When you’ve developed a hardened shell, it becomes more difficult for people to get through to you. As people understand it’s simpler to avoid you, it becomes more difficult to build rewarding connections.

A measure of Anti-Mattering Tendencies

Anti-Mattering tendencies may be tested in five ways. The Canadian researchers set out to design a new 5-item Anti-Mattering Scale in order to take use of anti-unique matter’s properties (AMS). Flett et al. initially developed and then compared their AMS to an existing “General Mattering Scale” (GMS) in connection to measures of depression, loneliness, and anxiety in young adult and adolescent populations. Test yourself on these five things (grade yourself from 1 not at all to 4 a lot) to get a feel of what anti-mattering is all about:

  • How much do you feel like you don’t matter?
  • How often have you been treated in a way that makes you feel like you are insignificant?
  • To what extent have you been made to feel like you are invisible?
  • How much do you feel like you will never matter to certain people?
  • How often have you been made to feel by someone that they don’t care what you think or what you have to say?

This scale ranged from 7 to 15, with an average of roughly 11 among the undergraduates who participated in the study.
The premise of the AMS is that it isn’t only a sense of insignificance that is central to it (or low in mattering). This little change may be seen in the GMS’s five pieces. The AMS uses the same rating scale:

  • How important are you to others?
  • How much do others pay attention to you?
  • How much would you be missed if you went away?
  • How interested are others in what you have to say?
  • How much do other people depend upon you?

The average GMS score was 16, with the majority of participants scoring between 13 and 18, while the AMS values were on the lower end of the spectrum.
You can see just by looking at these averages that individuals are more likely than not to believe that they contribute something worthwhile to the lives of others.

Is it a big deal if you’re high on anti-matter?

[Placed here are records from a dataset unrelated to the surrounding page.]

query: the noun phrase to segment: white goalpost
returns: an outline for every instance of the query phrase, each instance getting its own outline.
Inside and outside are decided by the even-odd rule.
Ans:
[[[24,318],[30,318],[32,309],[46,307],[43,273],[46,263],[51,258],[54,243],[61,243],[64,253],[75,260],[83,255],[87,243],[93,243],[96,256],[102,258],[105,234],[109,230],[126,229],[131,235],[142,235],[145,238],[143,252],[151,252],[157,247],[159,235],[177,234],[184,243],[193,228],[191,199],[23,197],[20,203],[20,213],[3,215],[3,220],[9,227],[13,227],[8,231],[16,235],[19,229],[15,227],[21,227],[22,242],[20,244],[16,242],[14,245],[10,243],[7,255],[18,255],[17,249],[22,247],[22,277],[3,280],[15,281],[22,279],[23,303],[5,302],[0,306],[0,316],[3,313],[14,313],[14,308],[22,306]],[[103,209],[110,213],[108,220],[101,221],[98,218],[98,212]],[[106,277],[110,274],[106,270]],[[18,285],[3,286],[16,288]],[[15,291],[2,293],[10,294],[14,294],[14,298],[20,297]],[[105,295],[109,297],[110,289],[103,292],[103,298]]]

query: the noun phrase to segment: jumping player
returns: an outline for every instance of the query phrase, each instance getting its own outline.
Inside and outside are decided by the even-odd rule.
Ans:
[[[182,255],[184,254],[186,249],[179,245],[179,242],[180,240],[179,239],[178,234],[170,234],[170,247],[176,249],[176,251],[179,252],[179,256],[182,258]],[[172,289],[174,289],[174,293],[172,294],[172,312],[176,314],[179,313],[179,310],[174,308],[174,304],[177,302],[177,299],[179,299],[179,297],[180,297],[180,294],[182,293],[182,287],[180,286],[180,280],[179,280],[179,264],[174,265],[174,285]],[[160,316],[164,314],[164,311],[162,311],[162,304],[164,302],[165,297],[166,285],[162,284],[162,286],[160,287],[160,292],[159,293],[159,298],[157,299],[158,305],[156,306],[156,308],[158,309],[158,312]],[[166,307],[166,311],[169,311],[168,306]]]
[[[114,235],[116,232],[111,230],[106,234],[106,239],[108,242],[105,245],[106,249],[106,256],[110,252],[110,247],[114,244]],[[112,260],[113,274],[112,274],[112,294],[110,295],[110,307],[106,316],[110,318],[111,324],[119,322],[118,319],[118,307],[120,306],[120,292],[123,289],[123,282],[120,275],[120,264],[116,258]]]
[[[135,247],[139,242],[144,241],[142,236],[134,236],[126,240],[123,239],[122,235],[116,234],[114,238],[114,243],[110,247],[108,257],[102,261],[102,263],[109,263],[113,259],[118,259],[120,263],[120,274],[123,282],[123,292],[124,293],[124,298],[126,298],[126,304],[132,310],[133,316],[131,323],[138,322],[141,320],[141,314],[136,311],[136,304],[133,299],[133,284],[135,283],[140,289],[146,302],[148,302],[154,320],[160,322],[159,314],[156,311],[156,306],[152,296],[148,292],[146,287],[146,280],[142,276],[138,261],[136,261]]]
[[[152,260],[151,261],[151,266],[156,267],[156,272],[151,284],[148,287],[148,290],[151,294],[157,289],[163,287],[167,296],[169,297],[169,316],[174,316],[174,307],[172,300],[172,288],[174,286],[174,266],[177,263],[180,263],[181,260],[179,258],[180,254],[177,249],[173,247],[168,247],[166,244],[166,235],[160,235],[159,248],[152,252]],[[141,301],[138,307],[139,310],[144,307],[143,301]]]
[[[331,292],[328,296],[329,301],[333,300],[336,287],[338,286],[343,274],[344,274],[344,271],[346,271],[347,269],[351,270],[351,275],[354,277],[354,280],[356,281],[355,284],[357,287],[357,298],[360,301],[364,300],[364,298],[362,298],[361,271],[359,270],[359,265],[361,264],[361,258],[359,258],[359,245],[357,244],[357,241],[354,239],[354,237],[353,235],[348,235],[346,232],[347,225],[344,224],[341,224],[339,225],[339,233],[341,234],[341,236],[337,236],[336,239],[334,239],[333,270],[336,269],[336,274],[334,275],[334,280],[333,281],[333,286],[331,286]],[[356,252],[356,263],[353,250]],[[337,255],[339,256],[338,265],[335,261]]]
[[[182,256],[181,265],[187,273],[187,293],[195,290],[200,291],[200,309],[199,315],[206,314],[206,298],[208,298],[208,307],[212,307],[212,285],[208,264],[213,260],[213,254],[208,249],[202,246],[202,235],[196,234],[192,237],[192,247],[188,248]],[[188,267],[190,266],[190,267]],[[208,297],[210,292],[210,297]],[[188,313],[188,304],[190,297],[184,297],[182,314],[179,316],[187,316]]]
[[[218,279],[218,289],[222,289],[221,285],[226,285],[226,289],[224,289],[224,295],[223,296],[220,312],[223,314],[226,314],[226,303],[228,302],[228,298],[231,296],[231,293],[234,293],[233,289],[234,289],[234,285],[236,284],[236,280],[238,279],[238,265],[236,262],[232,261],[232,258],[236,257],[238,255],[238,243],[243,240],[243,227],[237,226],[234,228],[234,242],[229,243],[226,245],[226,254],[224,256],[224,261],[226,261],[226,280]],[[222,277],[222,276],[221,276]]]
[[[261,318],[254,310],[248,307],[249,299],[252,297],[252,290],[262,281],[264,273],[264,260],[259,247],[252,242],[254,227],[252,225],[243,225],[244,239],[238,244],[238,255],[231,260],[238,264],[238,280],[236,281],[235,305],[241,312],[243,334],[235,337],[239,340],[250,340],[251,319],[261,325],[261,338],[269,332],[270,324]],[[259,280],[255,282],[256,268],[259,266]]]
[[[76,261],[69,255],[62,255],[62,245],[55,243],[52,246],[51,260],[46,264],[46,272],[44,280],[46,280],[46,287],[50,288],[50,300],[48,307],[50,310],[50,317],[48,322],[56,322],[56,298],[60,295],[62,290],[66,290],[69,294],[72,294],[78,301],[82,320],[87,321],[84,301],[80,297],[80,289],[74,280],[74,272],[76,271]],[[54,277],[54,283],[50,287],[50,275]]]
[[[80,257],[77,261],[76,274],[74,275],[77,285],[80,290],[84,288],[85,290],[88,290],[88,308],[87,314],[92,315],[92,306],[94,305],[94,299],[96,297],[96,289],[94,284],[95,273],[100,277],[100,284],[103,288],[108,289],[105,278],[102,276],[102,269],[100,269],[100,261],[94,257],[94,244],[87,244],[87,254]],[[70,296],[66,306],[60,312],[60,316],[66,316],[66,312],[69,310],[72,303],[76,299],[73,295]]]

It is time to examine the psychological effects of avoiding people as a kind of self-protection now that you have tested yourself on AMS and seen how it varies from GMS. Anti-mattering wasn’t merely the antithesis of mattering, as shown by the Flett et al. results.
Anti-mattering and loneliness were shown to have a direct correlation with loneliness, as well as a greater influence on depression when AMS scores were higher than GMS values. There are “ties between low mattering and a maladaptive early schema indicating detachment and alienation from others” in this pattern, according to the authors. The “double danger of feeling alone and unimportant” is described by Flett et al. as a result of the “double hazard of suffering AMS and high loneliness ratings.”

Summary

It is undeniable that having the sense that you matter contributes to good mental health. Anti-mattering may become a part of a bigger identity in which you believe you are of little importance to others, and it can even contribute to a feeling of being marginalized. The York University research revealed that anti-mattering has detrimental repercussions for young adults and teenagers, but this fundamental need looks to be one that may serve as a crucial cornerstone of healthy development throughout one’s life.